From this survey, I got great insight into potential functionality and their current pain points. I sourced and surveyed 6 professional photographers in my circle and had them answer my quick survey. I made it super quick in order to get more detailed and thought out responses on the questions I did ask. These answers largely informed the end design and next steps in this project.
Let's say that there was a "smart" camera that was Amazon Alexa enabled that came with a companion phone app as well as an Alexa Echo
"Skill" (which is basically an app for Alexa, if you didn't know)
Would you at all be interested in something like that?
What kind of features would you expect it to have?
What's your least favorite thing about existing camera interfaces/menu systems?
Some of the biggest takeaways were in the form of key feature ideas, as well as different expectations of the functionality and the way users will interface with the camera and ecosystem.
One user said he would expect the mobile app to operate like the Go Pro app and would love to see how much more he could control his camera remotely. This insight pushed me to incorporate more of those sorts of features into the app. Features such as changing settings and releasing the shutter, as well as being able to view photos and download them.

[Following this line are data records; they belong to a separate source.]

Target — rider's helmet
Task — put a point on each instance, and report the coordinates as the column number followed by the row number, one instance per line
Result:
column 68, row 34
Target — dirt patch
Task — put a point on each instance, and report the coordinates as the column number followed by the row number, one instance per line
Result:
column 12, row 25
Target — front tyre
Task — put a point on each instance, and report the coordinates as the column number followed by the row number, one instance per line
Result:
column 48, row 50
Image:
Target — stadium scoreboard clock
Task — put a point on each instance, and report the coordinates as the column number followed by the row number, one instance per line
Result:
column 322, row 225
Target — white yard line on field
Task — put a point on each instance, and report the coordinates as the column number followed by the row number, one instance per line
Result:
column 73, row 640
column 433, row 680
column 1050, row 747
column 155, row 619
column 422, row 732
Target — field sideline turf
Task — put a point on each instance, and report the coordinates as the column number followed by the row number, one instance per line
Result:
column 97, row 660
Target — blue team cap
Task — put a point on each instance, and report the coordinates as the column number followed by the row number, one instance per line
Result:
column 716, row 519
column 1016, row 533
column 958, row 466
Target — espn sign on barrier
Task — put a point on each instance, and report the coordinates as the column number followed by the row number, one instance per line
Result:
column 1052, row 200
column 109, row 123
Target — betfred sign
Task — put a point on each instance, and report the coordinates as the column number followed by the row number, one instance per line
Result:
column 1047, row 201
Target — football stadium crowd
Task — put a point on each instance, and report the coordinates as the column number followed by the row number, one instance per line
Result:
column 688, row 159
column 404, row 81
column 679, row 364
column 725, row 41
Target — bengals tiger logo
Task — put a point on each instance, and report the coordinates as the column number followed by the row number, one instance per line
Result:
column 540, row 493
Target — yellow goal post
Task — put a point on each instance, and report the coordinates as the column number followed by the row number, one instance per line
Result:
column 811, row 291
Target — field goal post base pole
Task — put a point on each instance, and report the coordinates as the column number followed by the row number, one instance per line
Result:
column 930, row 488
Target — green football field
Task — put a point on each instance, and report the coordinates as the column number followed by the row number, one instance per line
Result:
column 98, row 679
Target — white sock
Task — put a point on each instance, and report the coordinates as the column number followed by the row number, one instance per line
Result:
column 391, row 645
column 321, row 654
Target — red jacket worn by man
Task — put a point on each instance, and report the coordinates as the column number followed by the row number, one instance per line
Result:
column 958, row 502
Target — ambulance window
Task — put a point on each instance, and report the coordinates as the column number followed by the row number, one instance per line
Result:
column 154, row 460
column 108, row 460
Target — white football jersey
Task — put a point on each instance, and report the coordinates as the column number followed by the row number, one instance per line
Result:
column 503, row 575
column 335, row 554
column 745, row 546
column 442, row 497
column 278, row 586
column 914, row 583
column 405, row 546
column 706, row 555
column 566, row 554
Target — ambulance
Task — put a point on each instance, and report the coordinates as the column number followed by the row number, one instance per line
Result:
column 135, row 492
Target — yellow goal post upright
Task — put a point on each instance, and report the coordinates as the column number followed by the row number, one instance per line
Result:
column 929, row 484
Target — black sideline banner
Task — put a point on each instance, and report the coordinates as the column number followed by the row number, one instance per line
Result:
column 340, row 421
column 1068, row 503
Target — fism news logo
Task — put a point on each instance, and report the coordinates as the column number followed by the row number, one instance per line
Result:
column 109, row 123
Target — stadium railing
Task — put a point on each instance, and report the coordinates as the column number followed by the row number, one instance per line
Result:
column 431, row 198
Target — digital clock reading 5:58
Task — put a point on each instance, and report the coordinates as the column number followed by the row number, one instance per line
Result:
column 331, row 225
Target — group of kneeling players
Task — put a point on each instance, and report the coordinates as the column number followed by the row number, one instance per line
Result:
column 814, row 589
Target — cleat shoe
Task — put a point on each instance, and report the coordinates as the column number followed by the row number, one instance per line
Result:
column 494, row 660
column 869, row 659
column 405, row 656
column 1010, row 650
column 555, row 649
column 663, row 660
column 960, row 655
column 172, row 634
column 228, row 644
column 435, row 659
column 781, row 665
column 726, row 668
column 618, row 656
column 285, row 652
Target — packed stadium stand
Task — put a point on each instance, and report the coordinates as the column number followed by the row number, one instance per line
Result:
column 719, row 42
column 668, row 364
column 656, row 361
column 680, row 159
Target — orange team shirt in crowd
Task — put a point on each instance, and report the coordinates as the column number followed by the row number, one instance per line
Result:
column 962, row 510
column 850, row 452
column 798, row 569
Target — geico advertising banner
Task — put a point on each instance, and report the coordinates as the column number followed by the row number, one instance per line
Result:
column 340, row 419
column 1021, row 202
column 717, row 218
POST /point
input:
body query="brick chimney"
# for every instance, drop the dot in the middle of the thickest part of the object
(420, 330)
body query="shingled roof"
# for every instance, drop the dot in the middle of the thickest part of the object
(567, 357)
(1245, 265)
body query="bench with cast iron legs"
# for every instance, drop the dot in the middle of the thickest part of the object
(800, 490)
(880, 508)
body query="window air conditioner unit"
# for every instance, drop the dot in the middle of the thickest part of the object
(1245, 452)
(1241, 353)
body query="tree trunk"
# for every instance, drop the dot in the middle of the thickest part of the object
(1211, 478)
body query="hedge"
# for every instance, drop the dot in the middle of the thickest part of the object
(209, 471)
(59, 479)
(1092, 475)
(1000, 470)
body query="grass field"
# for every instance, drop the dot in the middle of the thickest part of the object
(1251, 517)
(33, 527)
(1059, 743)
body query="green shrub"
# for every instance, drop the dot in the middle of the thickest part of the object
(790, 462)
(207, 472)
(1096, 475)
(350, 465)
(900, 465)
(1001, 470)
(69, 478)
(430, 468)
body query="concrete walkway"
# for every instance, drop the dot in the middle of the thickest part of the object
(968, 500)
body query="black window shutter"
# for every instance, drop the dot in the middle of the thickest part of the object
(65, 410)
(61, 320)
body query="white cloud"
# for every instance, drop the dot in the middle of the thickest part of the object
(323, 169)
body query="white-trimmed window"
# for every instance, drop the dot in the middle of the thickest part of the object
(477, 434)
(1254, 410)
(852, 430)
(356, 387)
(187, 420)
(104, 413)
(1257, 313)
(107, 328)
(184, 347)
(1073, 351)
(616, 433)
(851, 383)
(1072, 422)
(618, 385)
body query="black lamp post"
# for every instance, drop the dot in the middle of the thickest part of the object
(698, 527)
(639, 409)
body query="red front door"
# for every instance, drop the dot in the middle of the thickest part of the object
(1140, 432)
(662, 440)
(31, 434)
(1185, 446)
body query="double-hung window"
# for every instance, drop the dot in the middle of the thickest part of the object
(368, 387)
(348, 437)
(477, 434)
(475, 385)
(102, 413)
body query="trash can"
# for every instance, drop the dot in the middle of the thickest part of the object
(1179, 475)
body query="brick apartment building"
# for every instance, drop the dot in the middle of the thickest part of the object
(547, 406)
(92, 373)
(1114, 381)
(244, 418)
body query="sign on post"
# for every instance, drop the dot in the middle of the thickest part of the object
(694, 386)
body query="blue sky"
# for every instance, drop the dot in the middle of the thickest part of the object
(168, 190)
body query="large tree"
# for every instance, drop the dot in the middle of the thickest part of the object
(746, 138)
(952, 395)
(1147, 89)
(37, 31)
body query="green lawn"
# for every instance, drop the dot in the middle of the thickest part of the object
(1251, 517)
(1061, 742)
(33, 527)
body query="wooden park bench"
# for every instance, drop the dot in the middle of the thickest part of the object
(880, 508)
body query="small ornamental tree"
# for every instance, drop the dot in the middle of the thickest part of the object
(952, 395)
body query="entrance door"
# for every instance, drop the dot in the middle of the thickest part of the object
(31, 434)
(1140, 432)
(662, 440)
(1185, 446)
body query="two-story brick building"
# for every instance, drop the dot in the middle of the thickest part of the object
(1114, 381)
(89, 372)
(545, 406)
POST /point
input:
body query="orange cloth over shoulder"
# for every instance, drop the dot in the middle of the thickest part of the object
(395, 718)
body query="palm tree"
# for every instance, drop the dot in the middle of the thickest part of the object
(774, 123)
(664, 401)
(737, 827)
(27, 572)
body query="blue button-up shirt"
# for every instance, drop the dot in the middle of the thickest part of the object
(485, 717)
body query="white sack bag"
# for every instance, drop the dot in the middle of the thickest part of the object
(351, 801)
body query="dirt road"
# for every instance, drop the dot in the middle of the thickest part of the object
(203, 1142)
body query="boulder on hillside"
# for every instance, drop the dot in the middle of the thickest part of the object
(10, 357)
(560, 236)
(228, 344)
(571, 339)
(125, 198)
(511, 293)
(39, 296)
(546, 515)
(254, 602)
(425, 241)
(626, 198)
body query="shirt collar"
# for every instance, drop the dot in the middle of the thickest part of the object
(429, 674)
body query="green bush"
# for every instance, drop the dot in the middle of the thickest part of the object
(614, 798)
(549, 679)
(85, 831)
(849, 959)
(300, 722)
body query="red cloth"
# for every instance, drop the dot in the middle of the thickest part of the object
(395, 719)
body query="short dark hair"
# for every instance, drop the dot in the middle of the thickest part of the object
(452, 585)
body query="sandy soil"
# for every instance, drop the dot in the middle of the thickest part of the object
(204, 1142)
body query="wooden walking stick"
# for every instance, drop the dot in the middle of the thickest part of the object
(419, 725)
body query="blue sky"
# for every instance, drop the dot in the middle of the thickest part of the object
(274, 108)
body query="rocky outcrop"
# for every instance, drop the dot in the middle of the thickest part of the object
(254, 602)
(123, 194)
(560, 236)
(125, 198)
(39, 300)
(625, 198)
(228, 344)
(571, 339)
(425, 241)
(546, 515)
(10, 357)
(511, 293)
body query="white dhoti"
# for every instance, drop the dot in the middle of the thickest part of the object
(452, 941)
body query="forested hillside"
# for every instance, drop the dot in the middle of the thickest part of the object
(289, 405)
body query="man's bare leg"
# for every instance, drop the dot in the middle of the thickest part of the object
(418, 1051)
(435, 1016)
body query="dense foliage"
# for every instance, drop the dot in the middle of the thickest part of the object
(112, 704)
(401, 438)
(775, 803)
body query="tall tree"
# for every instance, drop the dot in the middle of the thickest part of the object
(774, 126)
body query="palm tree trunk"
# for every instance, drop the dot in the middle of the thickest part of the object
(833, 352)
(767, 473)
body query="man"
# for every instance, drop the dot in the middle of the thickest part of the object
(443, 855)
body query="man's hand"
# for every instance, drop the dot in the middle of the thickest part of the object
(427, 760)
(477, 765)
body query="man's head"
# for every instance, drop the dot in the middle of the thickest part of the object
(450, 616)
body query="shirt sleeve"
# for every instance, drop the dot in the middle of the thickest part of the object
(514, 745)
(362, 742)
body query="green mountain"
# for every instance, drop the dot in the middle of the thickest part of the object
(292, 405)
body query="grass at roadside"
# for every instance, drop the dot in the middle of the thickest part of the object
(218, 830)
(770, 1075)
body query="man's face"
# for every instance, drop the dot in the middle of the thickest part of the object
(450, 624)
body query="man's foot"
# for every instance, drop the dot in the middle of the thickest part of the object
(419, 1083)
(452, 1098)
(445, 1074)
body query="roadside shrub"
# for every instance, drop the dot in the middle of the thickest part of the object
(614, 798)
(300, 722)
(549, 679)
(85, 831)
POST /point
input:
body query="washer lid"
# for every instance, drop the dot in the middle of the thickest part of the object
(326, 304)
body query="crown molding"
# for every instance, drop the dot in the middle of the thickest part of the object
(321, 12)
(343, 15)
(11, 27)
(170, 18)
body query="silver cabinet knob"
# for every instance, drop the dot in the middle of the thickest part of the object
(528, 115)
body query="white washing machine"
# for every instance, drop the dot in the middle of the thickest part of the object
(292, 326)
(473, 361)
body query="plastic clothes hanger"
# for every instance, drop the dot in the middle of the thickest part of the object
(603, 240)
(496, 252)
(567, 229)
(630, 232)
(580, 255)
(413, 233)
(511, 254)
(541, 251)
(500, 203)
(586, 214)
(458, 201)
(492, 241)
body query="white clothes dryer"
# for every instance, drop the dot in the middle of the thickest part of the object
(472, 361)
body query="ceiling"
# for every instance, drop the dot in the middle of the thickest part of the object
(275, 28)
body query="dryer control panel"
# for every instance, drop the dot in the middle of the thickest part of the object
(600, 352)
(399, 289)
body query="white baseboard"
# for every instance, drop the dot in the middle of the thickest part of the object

The Camera UI was mostly informed by the market research and cultural analysis of photographers and their common complaints. Additionally, looking at the mobile app that allowed users to directly interact with the image to change things like focus point, exposure, and more informed those features on my prototype. This research overall clearly indicated that there is a desire for powerful connected cameras and that the market does leave some to be desired.
Obviously, it’s super important to talk to your demographic and test your product with them. I'd love to have performed a contextual inquiry; to have actually watched photographers work, taking notes of their behaviors and work arounds. This would have provided a rich trove of stories to pull from for inspiration.
As it is an art, I’m sure a lot of photographers have different ways of working, so sitting down with a variety of them will be very important. After doing some more observational research, I’d love to actually test the multi-modal experience with an actual camera.
Designing for an extremely specific power-user centric device like a DSLR was a new and unique challenge. The target demographic consists of professionals with a lot of demands and expectations, and the technology itself is very specific. Getting a good grasp on what the best practices are while also trying to wrap my head around the functionality and purpose of everything was very exciting, but proved to be a challenge.
In future iterations of this I would shift the focus to in studio photographers, and test physical wizard of oz prototypes with them. The mobile app and desktop app additionally need further exploration and testing.